Former Vice President Mike Pence has criticised the federal government’s appointment of a special counsel to oversee two criminal investigations into Donald Trump, who has accused the US Department of Justice of waging a politically motivated attack against him.
Attorney General Merrick Garland announced on 18 November that a former chief prosecutor from The Hague will examine the former president’s role in the attack on the US Capitol as well as his possession of sensitive government documents at his Mar-a-Lago estate.
The announcement comes just days after the twice-impeached former president – whose baseless claims that the 2020 election was stolen from him fuelled a riot in the halls of Congress on 6 January, 2021, with a mob chanting “hang Mike Pence” – formally declared his campaign to run for president again in 2024.
At an event in Las Vegas on Friday, Mr Pence told Fox News Digital that the appointment of a special counsel is “very troubling”.
“No one is above the law, but I am not sure it’s against the law to take bad advice from your lawyers,” he added.
The former president’s legal team has claimed that Mr Trump’s possession of White House records seized from his Mar-a-Lago estate were designated “personal” by virtue of their removal from the White House, a claim roundly rejected by federal prosecutors.
Mr Trump and his allies have accused President Joe Biden’s administration of “weaponising” the Justice Department against him, calling the latest move a “horrendous abuse of power.”
“The timing of this decision – just a few short days after the president announced his intention to seek re-election, I think that the history of it, the facts that I am aware of behind it, I think it is very troubling,” Mr Pence told Fox News Digital.
Mr Garland said that the former president’s recent announcement to seek office again, following a wave of criminal and civil investigations implicating his conduct, make it in the “public interest to appoint a special counsel.”
Jack Smith – the former chief prosecutor for the special court in The Hague, where he investigated war crimes in Kosovo – “has built the reputation as an impartial and determined prosecutor,” Mr Garland said.
“Such an appointment underscores the department’s commitment to both independence and accountability in particularly sensitive matters.
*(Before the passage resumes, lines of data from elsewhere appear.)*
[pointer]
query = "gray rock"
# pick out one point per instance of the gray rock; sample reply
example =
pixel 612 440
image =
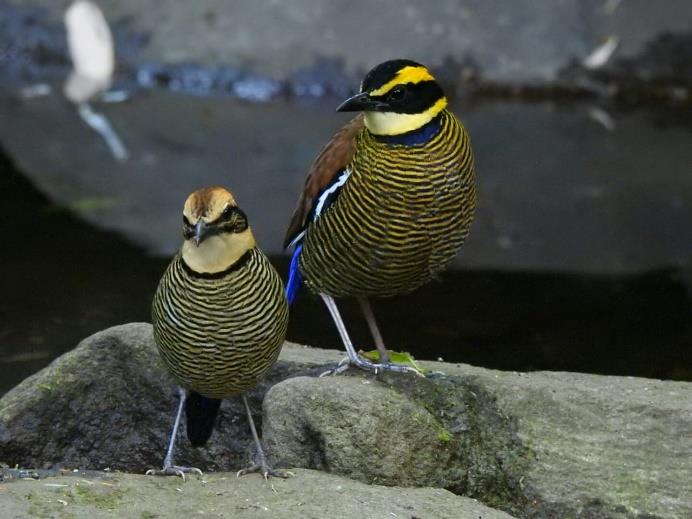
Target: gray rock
pixel 535 445
pixel 397 430
pixel 308 495
pixel 515 41
pixel 110 403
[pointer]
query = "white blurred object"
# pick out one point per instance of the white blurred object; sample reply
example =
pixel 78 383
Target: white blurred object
pixel 115 96
pixel 91 49
pixel 611 6
pixel 93 59
pixel 36 90
pixel 601 54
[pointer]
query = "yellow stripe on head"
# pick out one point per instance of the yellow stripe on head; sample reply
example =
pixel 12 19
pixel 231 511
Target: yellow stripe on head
pixel 408 74
pixel 390 123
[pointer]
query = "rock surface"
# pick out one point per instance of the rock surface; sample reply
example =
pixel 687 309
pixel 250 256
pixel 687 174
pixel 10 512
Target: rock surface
pixel 515 40
pixel 308 495
pixel 536 445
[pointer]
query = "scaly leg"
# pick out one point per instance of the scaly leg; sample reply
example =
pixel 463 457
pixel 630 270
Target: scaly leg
pixel 353 357
pixel 168 468
pixel 374 330
pixel 262 467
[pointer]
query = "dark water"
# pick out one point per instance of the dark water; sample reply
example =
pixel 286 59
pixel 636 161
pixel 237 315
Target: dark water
pixel 63 280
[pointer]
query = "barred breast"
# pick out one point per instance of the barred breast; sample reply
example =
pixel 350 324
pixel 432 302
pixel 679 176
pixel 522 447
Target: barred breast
pixel 400 219
pixel 220 334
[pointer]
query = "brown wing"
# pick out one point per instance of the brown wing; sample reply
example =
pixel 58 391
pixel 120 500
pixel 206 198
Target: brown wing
pixel 333 158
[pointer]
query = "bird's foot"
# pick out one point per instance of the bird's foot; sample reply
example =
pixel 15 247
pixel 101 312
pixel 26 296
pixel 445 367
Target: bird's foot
pixel 263 468
pixel 174 470
pixel 374 367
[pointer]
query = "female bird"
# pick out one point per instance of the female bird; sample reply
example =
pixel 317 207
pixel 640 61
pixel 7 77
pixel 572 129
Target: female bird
pixel 220 317
pixel 388 201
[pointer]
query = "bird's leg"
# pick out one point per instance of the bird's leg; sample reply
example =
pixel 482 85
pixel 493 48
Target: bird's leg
pixel 374 330
pixel 262 467
pixel 99 123
pixel 353 357
pixel 168 468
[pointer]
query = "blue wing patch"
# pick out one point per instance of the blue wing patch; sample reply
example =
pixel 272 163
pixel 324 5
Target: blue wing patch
pixel 295 278
pixel 325 199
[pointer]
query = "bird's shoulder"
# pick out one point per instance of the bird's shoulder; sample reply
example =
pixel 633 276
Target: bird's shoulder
pixel 325 171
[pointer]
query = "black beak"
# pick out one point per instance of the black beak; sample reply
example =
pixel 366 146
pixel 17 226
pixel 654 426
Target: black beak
pixel 361 103
pixel 201 232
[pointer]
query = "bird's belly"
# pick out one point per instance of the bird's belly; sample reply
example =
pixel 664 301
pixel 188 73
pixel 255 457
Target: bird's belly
pixel 217 355
pixel 393 251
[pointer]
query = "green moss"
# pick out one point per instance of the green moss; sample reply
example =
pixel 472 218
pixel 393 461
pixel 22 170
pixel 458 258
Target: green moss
pixel 105 499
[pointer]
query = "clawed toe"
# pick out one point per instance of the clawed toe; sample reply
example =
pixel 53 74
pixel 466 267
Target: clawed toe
pixel 174 470
pixel 373 367
pixel 265 470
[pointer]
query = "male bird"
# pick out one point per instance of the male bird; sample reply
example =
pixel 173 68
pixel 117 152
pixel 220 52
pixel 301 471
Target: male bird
pixel 220 317
pixel 388 201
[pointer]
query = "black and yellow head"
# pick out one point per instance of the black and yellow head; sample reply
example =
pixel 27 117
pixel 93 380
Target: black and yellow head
pixel 216 231
pixel 397 97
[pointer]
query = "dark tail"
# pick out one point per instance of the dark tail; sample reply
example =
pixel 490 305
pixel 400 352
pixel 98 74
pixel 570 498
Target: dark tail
pixel 201 414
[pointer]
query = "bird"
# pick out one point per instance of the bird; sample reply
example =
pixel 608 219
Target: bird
pixel 387 202
pixel 220 316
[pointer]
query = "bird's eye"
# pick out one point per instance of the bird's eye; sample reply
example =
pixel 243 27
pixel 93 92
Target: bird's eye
pixel 397 94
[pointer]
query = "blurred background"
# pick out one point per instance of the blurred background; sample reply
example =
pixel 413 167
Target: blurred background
pixel 580 115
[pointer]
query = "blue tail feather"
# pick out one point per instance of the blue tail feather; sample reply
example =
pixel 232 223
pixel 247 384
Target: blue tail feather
pixel 295 278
It also allows prosecutors and agents to continue to work expeditiously and to make decisions indisputably guided only by the facts and the law,” he added.
The Justice Department has prosecuted roughly 900 people in connection with the Capitol attack, and a parallel probe from a House select committee investigating the events leading up to and surrounding the event has also sought testimony from Mr Trump’s circle.
One element of the Justice Department probe involves the so-called alternate electors scheme, a bogus ploy from Mr Trump and his allies to assemble slates of Trump loyalists as electors who would pledge their electoral college votes in states that Mr Biden won in an attempt to overthrow the will of voters and the 2020 election results.
Hours after the mob was cleared from the Capitol on January 6, Mr Pence resumed the certifcation of electoral votes and defied pressure from Mr Trump to reject them.
A separate investigation into the possession of White House documents follows requests from the National Archives, which sought the return of hundreds of documents that Mr Trump brought to his Florida residence after leaving office. Federal law enforcement agents search the property in August and recovered a trove of materials, including some with classified markings.